The President. It's a particular privilege for me to sign this year's proclamation of Law Day, marking the 25th annual observance of the rule of law in America. Any progress that our generation has brought to our people and to the world rests on the foundation of law and justice laid by earlier generations of Americans, beginning with those courageous, far-sighted individuals who two centuries ago had the faith to believe that men and women could live in freedom under law. They also had the wisdom and judgment to craft a system of government in which that faith would not only survive but flourish. In our courts, our Congress, our Federal and State attorneys general and in the private bar, we see daily that law remains the cornerstone of the freedom that we've been given. And we bear a solemn obligation to preserve it.

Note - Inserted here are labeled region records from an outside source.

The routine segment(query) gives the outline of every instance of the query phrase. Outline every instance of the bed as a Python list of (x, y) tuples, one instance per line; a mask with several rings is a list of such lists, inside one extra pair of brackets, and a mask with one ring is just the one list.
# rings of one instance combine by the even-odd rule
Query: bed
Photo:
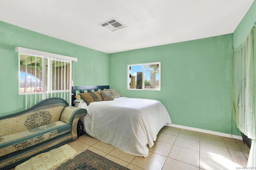
[[(109, 86), (73, 88), (75, 95), (78, 90), (80, 93), (104, 92)], [(113, 100), (92, 102), (88, 106), (82, 100), (78, 107), (87, 110), (84, 117), (86, 133), (136, 156), (147, 156), (148, 146), (152, 147), (161, 129), (171, 123), (165, 107), (155, 100), (120, 97)]]

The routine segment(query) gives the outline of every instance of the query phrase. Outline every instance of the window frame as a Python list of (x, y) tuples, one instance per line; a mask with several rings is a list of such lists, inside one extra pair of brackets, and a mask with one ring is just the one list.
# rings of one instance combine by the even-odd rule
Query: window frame
[[(159, 64), (158, 69), (159, 69), (159, 88), (145, 88), (145, 66), (147, 65), (154, 65), (154, 64)], [(142, 88), (141, 89), (136, 89), (136, 88), (130, 88), (130, 66), (142, 66)], [(148, 63), (142, 64), (127, 64), (127, 89), (128, 90), (150, 90), (150, 91), (161, 91), (161, 62), (154, 62), (154, 63)]]

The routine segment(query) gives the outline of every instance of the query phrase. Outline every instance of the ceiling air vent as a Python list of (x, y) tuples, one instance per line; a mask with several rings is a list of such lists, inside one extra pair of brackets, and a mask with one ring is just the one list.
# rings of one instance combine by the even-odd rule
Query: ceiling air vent
[(114, 31), (127, 27), (115, 18), (112, 18), (99, 25), (105, 27), (112, 31)]

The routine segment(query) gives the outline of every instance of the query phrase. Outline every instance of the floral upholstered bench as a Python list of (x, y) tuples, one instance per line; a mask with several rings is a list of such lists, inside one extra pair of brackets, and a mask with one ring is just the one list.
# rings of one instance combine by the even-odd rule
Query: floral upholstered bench
[(77, 139), (78, 120), (87, 111), (68, 105), (60, 98), (49, 98), (0, 117), (0, 169), (11, 168)]

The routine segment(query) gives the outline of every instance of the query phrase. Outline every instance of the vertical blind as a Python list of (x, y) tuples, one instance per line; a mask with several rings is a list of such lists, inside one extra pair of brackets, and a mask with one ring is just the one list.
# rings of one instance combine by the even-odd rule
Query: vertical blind
[(59, 97), (71, 101), (72, 61), (77, 59), (16, 47), (19, 56), (19, 94), (26, 109), (44, 99)]

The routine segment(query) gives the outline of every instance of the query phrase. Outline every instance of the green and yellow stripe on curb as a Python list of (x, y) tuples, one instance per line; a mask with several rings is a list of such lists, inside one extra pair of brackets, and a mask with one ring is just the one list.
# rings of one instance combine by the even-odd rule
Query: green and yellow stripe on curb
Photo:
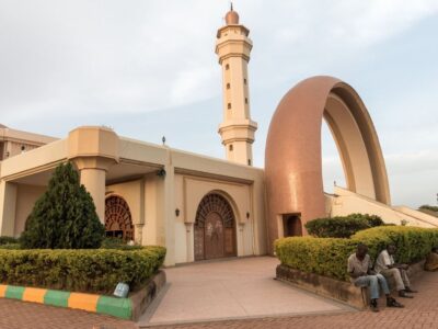
[(104, 295), (70, 293), (4, 284), (0, 284), (0, 297), (82, 309), (106, 314), (123, 319), (130, 319), (132, 317), (132, 303), (129, 298), (116, 298)]

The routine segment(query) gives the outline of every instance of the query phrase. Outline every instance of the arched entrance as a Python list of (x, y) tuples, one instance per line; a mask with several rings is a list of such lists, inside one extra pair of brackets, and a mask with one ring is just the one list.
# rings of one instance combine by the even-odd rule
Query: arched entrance
[(200, 201), (194, 234), (195, 261), (237, 256), (234, 214), (222, 195), (210, 193)]
[(134, 240), (134, 225), (129, 206), (117, 195), (105, 200), (105, 231), (107, 237)]
[[(391, 202), (379, 138), (357, 92), (332, 77), (303, 80), (278, 104), (266, 139), (270, 242), (278, 238), (286, 214), (301, 214), (302, 224), (326, 215), (321, 156), (323, 118), (335, 139), (347, 189), (384, 204)], [(304, 228), (302, 231), (306, 234)]]

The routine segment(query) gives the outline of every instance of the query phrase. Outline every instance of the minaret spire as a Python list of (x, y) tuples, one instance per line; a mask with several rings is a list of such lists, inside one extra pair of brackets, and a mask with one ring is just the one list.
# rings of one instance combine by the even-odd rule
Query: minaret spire
[(232, 2), (226, 24), (219, 29), (216, 43), (223, 86), (223, 121), (219, 125), (219, 134), (228, 160), (252, 166), (252, 144), (257, 124), (250, 114), (247, 63), (253, 43), (247, 37), (250, 31), (239, 24), (239, 14), (233, 10)]

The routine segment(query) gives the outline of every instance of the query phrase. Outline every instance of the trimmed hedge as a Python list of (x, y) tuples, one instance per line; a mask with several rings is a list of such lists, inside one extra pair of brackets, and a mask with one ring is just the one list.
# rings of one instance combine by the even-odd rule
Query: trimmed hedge
[(13, 237), (0, 237), (0, 246), (10, 243), (19, 243), (19, 239)]
[(112, 294), (118, 282), (138, 290), (163, 264), (165, 248), (0, 249), (0, 283)]
[(129, 246), (120, 238), (105, 238), (102, 241), (101, 249), (137, 250), (143, 248), (139, 245)]
[(368, 214), (350, 214), (331, 218), (316, 218), (306, 223), (311, 236), (319, 238), (349, 238), (355, 232), (384, 225), (382, 218)]
[(412, 263), (425, 259), (438, 246), (438, 229), (382, 226), (359, 231), (350, 239), (291, 237), (276, 240), (275, 251), (284, 265), (348, 281), (347, 259), (359, 242), (368, 246), (372, 260), (388, 243), (395, 243), (395, 261)]

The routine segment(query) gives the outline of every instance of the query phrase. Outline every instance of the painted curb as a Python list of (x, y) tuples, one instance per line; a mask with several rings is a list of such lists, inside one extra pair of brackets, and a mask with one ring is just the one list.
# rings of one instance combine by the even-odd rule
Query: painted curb
[(128, 320), (132, 317), (132, 302), (130, 298), (116, 298), (104, 295), (70, 293), (4, 284), (0, 284), (0, 297), (82, 309)]

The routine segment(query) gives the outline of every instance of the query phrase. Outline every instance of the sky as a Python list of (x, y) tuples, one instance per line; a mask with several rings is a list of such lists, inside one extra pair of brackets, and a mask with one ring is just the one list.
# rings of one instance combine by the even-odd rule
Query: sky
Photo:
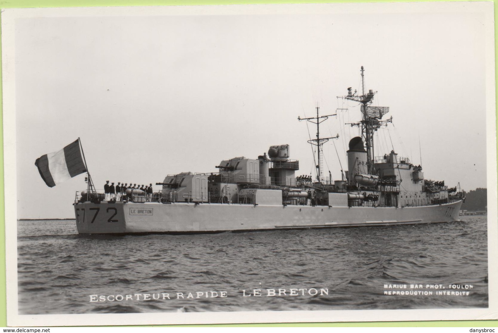
[(339, 135), (324, 155), (325, 175), (340, 179), (359, 134), (345, 123), (361, 116), (337, 97), (361, 91), (362, 66), (366, 89), (377, 92), (373, 105), (393, 117), (377, 132), (376, 156), (394, 149), (426, 179), (486, 187), (494, 106), (486, 75), (494, 67), (482, 5), (26, 9), (4, 50), (15, 79), (4, 112), (15, 114), (17, 218), (74, 217), (85, 175), (50, 188), (34, 162), (78, 137), (98, 189), (216, 172), (223, 160), (283, 144), (299, 160), (296, 175), (309, 175), (316, 128), (297, 118), (317, 105), (337, 114), (321, 133)]

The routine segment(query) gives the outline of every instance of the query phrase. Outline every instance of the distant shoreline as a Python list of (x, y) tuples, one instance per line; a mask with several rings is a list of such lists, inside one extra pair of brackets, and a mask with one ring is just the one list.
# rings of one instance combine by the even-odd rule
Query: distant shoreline
[(76, 220), (75, 219), (18, 219), (18, 221), (66, 221), (68, 220)]

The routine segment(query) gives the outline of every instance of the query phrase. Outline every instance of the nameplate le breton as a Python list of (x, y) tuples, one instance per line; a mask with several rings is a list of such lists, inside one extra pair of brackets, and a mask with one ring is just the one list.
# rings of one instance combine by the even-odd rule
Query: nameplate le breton
[(129, 209), (130, 215), (153, 215), (154, 210), (152, 208), (133, 208)]

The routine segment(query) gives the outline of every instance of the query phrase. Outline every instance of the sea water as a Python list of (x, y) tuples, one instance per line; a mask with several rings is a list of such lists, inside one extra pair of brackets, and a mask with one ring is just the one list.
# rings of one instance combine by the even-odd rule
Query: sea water
[(173, 235), (18, 222), (20, 314), (482, 308), (487, 217)]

Our Declaration of Independence begins with an appeal to the laws of nature and of nature's God. Our Constitution proclaims that to establish justice shall be among the first of our priorities. And our history since has been replete with great men of law from Webster to Lincoln, Marshall to Holmes, who've played such major roles in our public life.

So, this is the heritage that we honor on May 1st of this year, as we have on the first of May for a quarter of a century. In other parts of the world, May 1st is used for a different kind of celebration—a forced, unnatural observance of a system that promises a freedom it systematically denies, proclaims justice while practicing tyranny, and uses what it calls law as little more than a thin veneer for the edicts of a totalitarian elite. We can and should be grateful to God that such is not true in America.

And I shall now sign the proclamation.

[At this point, the President signed the proclamation.]

Reporter. Mr. President, is there any encouraging news from Secretary Haig this morning?

The President. I don't know whether any reports have come in yet this morning. I haven't been in the office; I've been over there at another affair that's going on in the State Dining Room. So I'll go in and be finding out now.

Q. It sounds like your talk with President Galtieri yesterday was encouraging?

The President. Yes. He called me, and he expressed over and over again his desire for a peaceful solution.

Q. Within the framework of 502, sir?

The President. Yes, that's what he said.

Note: The President spoke at 1:34 p.m. at the signing ceremony in the Rose Garden at the White House. The ceremony was attended by the Vice President, Attorney General William French Smith, Senator Strom Thurmond, chairman, and Senator Joseph R. Biden, Jr., ranking minority member, the Senate Judiciary Committee, John D. Ashcroft, attorney general of Missouri and president of the National Association of Attorneys General, and officials of the American Bar Association, the National Bar Association, and the Federal Bar Association. Members of the press were also present at the ceremony.